When you look at economic history, crises recur frequently. Marxist scholars might call them capitalism’s crises and talk about the inherent dynamics of the capitalist system that lead to these recurrent crises. Economist Hyman Minsky looked at the financial sector as a driver of periodic crises, and Carlota Perez examines the interaction of technology and finance as a driver of repeated economic cycles. In a sense, these cycles are something that we should consider a regular function of a growing capitalist market economy. However, there does seem to have been something quite distinctive about recent ones.
I grew up in the north of England in the 1960s and 1970s, and the crisis of the 1970s, triggered by the increase in oil prices that occurred when OPEC first formed its cartel, was substantial. It led to the first wave of deindustrialisation across all Western economies. It was not a comfortable time; We had power cuts, and so, I did my homework by candlelight. We had all kinds of public sector strikes that made daily life difficult.
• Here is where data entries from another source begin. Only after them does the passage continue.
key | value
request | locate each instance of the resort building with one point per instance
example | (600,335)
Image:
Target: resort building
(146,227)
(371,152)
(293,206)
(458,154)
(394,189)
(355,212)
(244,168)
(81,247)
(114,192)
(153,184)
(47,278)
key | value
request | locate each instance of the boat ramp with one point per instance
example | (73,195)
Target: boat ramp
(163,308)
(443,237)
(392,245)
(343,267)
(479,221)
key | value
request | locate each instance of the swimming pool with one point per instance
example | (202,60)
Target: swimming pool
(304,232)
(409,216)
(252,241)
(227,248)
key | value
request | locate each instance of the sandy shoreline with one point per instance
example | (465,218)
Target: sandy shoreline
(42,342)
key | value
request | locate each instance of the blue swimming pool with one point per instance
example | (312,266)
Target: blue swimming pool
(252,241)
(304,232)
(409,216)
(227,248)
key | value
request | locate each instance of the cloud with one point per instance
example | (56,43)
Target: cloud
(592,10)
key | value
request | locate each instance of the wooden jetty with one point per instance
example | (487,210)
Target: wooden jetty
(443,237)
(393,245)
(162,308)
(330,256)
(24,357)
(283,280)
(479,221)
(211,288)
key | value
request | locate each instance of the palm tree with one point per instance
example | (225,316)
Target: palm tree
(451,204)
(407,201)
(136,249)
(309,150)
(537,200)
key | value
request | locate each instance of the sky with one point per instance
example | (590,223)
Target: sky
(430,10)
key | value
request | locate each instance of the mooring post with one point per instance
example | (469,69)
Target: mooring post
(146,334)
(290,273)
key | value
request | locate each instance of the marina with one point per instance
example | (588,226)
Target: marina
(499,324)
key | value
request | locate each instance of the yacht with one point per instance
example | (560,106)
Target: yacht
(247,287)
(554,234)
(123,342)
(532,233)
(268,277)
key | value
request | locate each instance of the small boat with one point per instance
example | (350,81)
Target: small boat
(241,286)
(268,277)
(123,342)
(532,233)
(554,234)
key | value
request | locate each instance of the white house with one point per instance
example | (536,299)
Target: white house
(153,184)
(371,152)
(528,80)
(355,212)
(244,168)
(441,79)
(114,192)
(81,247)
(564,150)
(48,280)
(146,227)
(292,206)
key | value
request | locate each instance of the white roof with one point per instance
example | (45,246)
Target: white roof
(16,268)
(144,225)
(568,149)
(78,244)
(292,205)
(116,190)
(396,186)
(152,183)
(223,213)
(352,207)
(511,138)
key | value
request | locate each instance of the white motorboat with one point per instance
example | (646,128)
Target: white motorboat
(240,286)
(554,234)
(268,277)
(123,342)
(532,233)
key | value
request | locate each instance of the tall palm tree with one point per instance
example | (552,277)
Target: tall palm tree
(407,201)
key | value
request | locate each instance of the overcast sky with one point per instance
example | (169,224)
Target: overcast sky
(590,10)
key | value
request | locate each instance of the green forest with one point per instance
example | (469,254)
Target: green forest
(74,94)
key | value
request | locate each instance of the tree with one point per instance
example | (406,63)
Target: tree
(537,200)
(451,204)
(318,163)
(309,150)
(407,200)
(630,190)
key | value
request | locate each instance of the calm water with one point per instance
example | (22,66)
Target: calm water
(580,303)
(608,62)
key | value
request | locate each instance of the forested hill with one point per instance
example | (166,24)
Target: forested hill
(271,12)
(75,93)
Moreover, people were dismissed from work, and the unemployment rate was very high in all of these Rust Belt towns.
In more recent times, we look back to the financial crisis of 2008 and 2009, which was an equally extraordinary event in economic memory. The Bank of England published the minutes of its discussions, which reported that they had thought that we were about four hours away from cash machines and card payment failures. If that had happened, the kind of panic that would have ensued and the real economic distress it would have caused would have been even more serious than it was. Now, the pandemic has brought on unprecedented economic declines, as long as we've measured it the way that we have.